SF Starts Enrollment in Health San Francisco
Massachusetts is not the only place where enrollment is opening to folks without health insurance. This past week, the door to coverage opened for a municipal program in San Francisco aiming to provide health services to every uninsured city resident. Click here for a San Francisco Chronicle story on the limited opening this past week:
The first group of participants must earn less than 100 percent of the federal poverty level. The program is slated to expand in September, opening to low-income patients who are already seen by the public health department or at other city-supported nonprofit community clinics. In January, the city plans to open up the program to everybody who lives in San Francisco, is uninsured and doesn't qualify for other government health care programs, such as Medi-Cal. Only adults qualify because children are covered under a separate San Francisco program.
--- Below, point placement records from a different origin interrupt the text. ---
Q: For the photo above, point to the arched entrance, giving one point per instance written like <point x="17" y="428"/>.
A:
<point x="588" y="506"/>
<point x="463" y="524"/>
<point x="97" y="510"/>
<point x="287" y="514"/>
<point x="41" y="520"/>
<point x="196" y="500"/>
Immigration status, pre-existing conditions and employment status don't matter in enrolling for the program. It is not considered health insurance because it doesn't cover participants when they travel outside city limits. Participants must pay a quarterly premium and co-payments. Healthy San Francisco is estimated to cost $200 million a year and will be paid for through a mix of public funds, participants' premiums and co-payments and employer contributions.
The city is mandating that employers who don't currently offer health insurance to their employees contribute to Healthy San Francisco starting Jan. 1. The Golden Gate Restaurant Association has sued to block this component of the program, saying small business owners simply cannot afford it. Both sides are due in federal court Aug. 31.